NASA may have recorded the full life cycle of nanoflora in the sun

A new study has been published listing data captured by researchers that may be the first comprehensive observation of the solar nanoflora. The study marks the first time that scientists have captured the full life cycle of an alleged nanoflame, ranging from the first bright origin to its death. Nanoflare is a tiny eruption on the surface of the Sun, which is approximately a billion the size of a normal solar flare.

Researchers are trying to uncover more details about nanoflares because they are thought to be responsible for heating the solar corona to an incredibly high temperature. Although this is the first time that a complete life cycle of nanoflares has been realized, researchers predicted that they existed as early as 1972 trying to solve the coronal warming mystery.

Scientists wanted to know how the Sun’s outer atmosphere, known as the corona, can reach such incredibly high temperatures, even though it is further away from the sun’s core. The corona is millions of degrees warmer than the layers beneath it. Part of the challenge in explaining the high temperatures of the corona was that no one had ever noticed the nanoflame.

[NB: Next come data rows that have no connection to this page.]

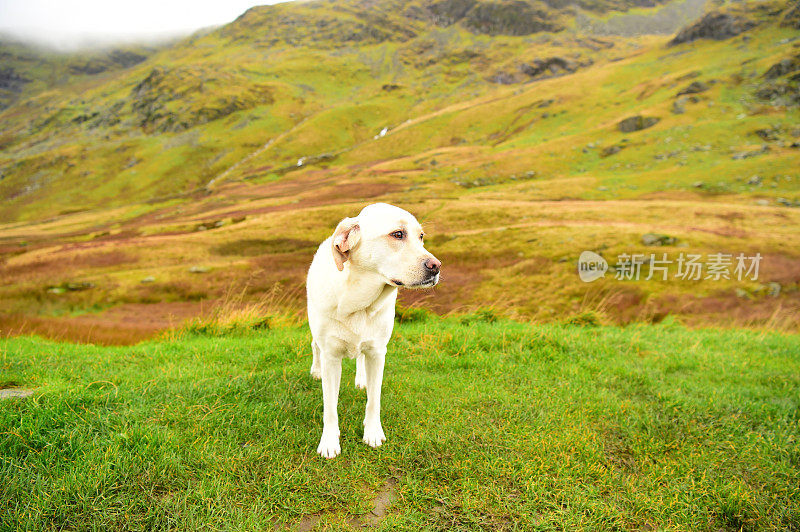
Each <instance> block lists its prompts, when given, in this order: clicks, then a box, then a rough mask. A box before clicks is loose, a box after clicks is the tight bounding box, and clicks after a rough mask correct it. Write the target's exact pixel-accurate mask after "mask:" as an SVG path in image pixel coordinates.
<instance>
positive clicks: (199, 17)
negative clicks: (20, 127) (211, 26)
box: [0, 0, 279, 50]
mask: <svg viewBox="0 0 800 532" xmlns="http://www.w3.org/2000/svg"><path fill="white" fill-rule="evenodd" d="M278 1H279V0H225V1H220V0H137V1H136V2H131V1H117V0H55V1H54V0H0V33H1V34H5V35H8V36H12V37H15V38H17V39H20V40H23V41H28V42H32V43H35V44H39V45H44V46H48V47H52V48H57V49H61V50H70V49H77V48H83V47H88V46H97V45H109V44H121V43H126V42H157V41H163V40H167V39H170V38H174V37H179V36H182V35H186V34H189V33H192V32H193V31H196V30H198V29H201V28H205V27H209V26H219V25H222V24H226V23H228V22H230V21H232V20H234V19H235V18H236V17H238V16H239V15H241V14H242V13H244V12H245V11H246V10H247V9H248V8H250V7H253V6H254V5H263V4H275V3H278Z"/></svg>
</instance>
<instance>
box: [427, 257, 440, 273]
mask: <svg viewBox="0 0 800 532" xmlns="http://www.w3.org/2000/svg"><path fill="white" fill-rule="evenodd" d="M441 267H442V263H441V262H439V261H438V260H437V259H434V258H433V257H430V258H428V259H426V260H425V269H426V270H428V271H429V272H431V273H439V270H440V269H441Z"/></svg>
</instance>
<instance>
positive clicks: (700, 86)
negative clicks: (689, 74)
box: [676, 81, 710, 96]
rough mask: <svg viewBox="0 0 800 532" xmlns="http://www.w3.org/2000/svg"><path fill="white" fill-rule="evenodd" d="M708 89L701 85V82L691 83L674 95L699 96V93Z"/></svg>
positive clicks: (701, 83)
mask: <svg viewBox="0 0 800 532" xmlns="http://www.w3.org/2000/svg"><path fill="white" fill-rule="evenodd" d="M709 88H710V87H709V86H708V85H706V84H705V83H703V82H702V81H693V82H691V83H690V84H689V85H687V86H686V87H684V88H683V89H681V90H680V91H678V94H676V96H683V95H685V94H699V93H701V92H705V91H707V90H708V89H709Z"/></svg>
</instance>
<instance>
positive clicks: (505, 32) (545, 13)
mask: <svg viewBox="0 0 800 532" xmlns="http://www.w3.org/2000/svg"><path fill="white" fill-rule="evenodd" d="M464 26H465V27H466V28H467V29H468V30H470V31H472V32H474V33H485V34H487V35H530V34H531V33H537V32H540V31H561V30H562V29H564V26H563V25H561V24H559V23H558V22H557V21H556V20H554V17H553V13H552V11H547V10H545V9H539V8H537V7H534V6H533V5H531V4H529V3H528V2H524V1H523V0H511V1H504V2H499V1H498V2H482V3H479V4H476V5H475V6H474V7H473V8H472V9H470V10H469V12H467V14H466V15H465V17H464Z"/></svg>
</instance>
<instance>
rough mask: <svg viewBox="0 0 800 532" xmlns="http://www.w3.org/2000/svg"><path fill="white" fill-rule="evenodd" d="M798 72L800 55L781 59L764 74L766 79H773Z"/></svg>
mask: <svg viewBox="0 0 800 532" xmlns="http://www.w3.org/2000/svg"><path fill="white" fill-rule="evenodd" d="M797 71H800V55H796V56H794V57H788V58H786V59H782V60H780V61H778V62H777V63H775V64H774V65H772V66H771V67H769V69H768V70H767V71H766V72H765V73H764V77H765V78H767V79H775V78H780V77H783V76H786V75H788V74H792V73H794V72H797Z"/></svg>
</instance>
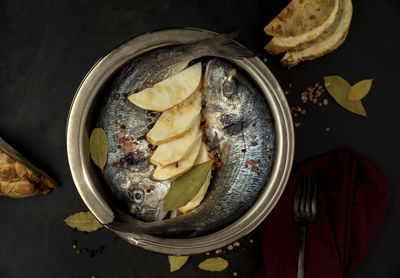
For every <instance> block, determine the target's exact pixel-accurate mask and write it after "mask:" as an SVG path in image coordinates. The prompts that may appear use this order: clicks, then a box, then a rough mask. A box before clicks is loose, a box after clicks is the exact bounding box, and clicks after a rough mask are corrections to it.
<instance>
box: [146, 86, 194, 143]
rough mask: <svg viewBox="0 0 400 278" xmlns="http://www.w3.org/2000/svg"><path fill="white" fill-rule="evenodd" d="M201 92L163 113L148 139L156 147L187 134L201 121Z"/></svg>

Nanoflares are very small and very short, and telescopes have only recently become powerful enough to be able to observe them. Nanoflares have something in common with regular solar flare because nanoflares are created by magnetic reconnection. The magnetic reconnection is triggered by an explosive rearrangement of the magnetic field lines capable of heating the currently “cold” plasma to too hot temperatures.

To observe the magnetic reconnection, the scientists looked for intense heat in a far colder environment. To confirm that the observation was a nanophoto, the object also had to heat the corona. The researchers used images taken by NASA’s Interference Region Imaging Spectrograph for the study.

While observing very small and bright loops about 60 miles wide, they found that the loops were millions of degrees hotter than their surroundings. After intensive study, it was found that the only heating mechanism that can produce the recorded effect must come from magnetic reconnection. Researchers are still working to confirm that the objects under study occur often enough throughout the sun to explain the extreme heat of the corona.